A rare but life-threatening immune reaction in response to lamotrigine (Lamictal) requires prompt diagnosis and treatment, according to a recent alert from the U.S. Food and Drug Administration (FDA).
On April 25, the FDA issued what it calls a “drug safety communication” about the risk of a condition so rare that few neurologists have heard of it: hemophagocytic lymphohistiocytosis (HLH), a systematic immune reaction that can result in organ failure and death if not quickly treated.
Just eight such cases associated with lamotrigine, including one death, are known by the FDA to have occurred since the drug was first approved in 1994 as a treatment for epilepsy. Since then, it has also been approved for bipolar disorder, and is now increasingly prescribed off-label to treat anxiety, borderline personality disorder, treatment-resistant schizophrenia, and other psychiatric disorders.
In response to the alert, some immunologists criticized the FDA for focusing on HLH, for which diagnosis requires a bone marrow biopsy and treatment sometimes includes chemotherapy. They point out that the diagnostic criteria for Drug Reaction with Eosinophilia and Systemic Symptoms (DRESS) overlaps with the criteria for HLH. In addition, both of the conditions often (but not always) involve a severe skin rash. DRESS is somewhat more common than HLH, they say, and is equally serious.
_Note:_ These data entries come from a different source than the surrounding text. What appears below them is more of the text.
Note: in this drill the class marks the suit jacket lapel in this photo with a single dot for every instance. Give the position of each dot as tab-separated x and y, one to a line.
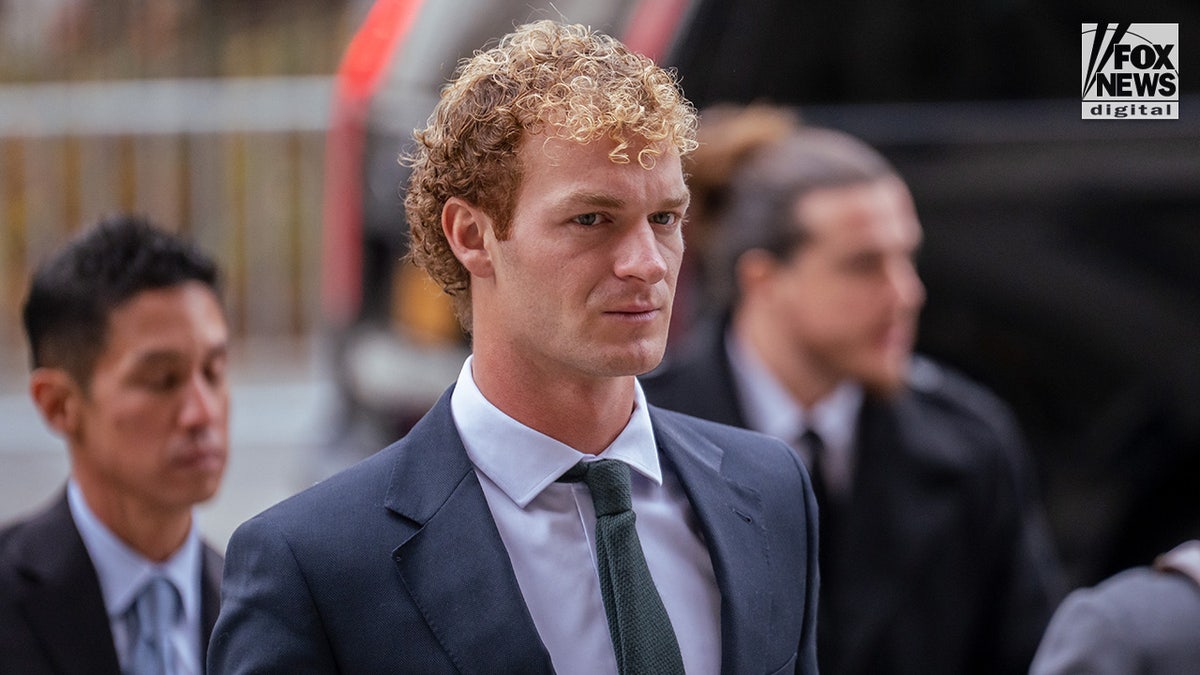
211	567
454	562
730	515
63	599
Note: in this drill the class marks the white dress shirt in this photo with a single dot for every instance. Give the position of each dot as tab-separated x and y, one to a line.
549	530
771	408
123	573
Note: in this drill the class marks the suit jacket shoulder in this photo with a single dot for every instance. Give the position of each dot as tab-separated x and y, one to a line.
1141	620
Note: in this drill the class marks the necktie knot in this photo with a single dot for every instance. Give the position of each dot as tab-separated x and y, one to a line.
609	483
642	637
151	617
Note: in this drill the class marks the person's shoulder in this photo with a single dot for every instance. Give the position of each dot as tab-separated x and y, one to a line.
715	431
940	389
18	535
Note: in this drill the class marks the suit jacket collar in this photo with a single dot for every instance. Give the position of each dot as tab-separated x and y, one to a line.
65	605
453	561
730	513
477	601
63	601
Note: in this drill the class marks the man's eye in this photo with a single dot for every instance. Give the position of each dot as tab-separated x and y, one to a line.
163	382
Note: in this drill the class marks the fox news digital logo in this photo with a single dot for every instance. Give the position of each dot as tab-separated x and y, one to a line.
1131	71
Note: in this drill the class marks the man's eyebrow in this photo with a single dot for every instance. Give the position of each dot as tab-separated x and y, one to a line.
151	358
677	202
606	201
600	199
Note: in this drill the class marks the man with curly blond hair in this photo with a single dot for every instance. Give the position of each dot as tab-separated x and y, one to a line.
499	536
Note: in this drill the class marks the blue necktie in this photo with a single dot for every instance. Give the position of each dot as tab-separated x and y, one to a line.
641	631
150	620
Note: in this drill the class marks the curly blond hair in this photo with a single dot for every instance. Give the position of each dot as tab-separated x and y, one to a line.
564	81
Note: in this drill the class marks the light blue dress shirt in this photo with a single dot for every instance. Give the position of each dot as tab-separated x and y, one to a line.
123	573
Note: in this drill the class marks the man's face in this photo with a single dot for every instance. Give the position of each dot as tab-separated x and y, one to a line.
850	297
153	425
586	279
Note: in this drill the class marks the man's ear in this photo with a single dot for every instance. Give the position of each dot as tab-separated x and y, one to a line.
58	398
754	269
466	227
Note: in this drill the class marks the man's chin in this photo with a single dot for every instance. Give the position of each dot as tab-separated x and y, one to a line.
886	382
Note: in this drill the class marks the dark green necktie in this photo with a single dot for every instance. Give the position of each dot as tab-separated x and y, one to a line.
641	629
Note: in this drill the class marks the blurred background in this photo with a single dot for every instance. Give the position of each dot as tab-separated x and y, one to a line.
1060	257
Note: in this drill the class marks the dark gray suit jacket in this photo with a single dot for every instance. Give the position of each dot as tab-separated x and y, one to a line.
396	563
941	562
52	611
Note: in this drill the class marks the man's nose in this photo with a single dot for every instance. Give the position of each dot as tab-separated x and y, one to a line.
640	255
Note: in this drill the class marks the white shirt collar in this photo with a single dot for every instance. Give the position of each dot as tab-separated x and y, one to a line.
771	408
123	572
521	460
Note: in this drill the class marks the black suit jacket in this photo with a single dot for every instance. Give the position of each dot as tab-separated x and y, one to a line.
396	563
52	611
941	561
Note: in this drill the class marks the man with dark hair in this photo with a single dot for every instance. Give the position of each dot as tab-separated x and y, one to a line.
129	345
934	555
499	535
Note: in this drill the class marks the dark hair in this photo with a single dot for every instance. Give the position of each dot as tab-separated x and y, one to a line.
760	208
73	292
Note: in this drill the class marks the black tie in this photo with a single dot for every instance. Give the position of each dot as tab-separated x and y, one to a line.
641	631
815	446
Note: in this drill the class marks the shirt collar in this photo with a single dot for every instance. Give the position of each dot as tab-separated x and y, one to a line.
521	460
771	408
123	572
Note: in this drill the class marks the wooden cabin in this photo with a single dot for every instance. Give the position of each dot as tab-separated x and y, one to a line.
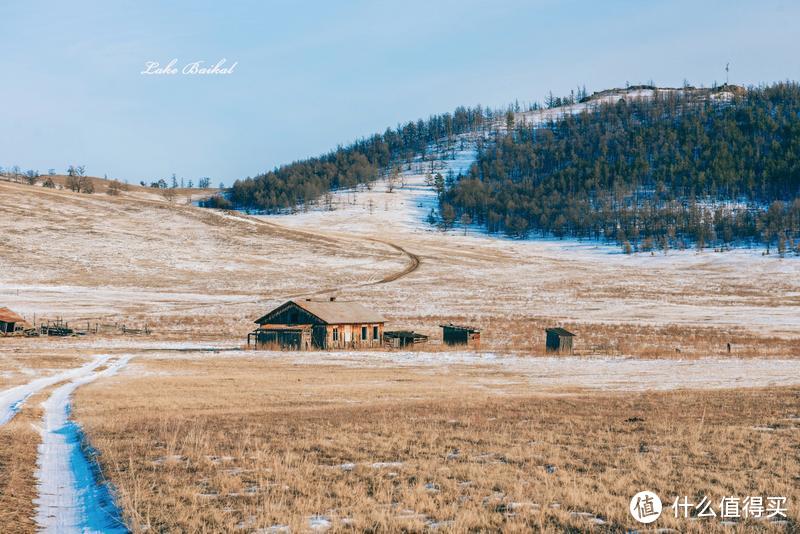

“Patients with DRESS have a lot of the same symptoms as with HLH,” said Kimberly A. Risma, MD, PhD, who studies both diseases as associate professor in the division of allergy and immunology at Cincinnati Children’s and the University of Cincinnati College of Medicine. “The treatment is exactly the same: You take away the lamotrigine and give high-dose steroids. A bone-marrow biopsy is totally unnecessary.”
Essentially, she and others who study DRESS and HLH told Neurology Today, neurologists who prescribe lamotrigine should be on the lookout for any rare case involving a severe, systemic immune reaction.
“These cases involve high fevers, anemia and liver function or hematologic abnormalities,” said Stephan Ladisch, MD, professor of pediatrics and biochemistry/molecular biology at George Washington University and a pioneering investigator into HMH since the 1970s. “This is not something mild. The severe sickness of the patient will cause the neurologist to perform an evaluation and make a referral.”
The FDA alert made a point of distinguishing between HLH and DRESS. It states: “Healthcare professionals should be aware that prompt recognition and early treatment is important for improving HLH outcomes and decreasing mortality. Diagnosis is often complicated because early signs and symptoms such as fever and rash are not specific. HLH may also be confused with other serious immune-related adverse reactions such as …DRESS.”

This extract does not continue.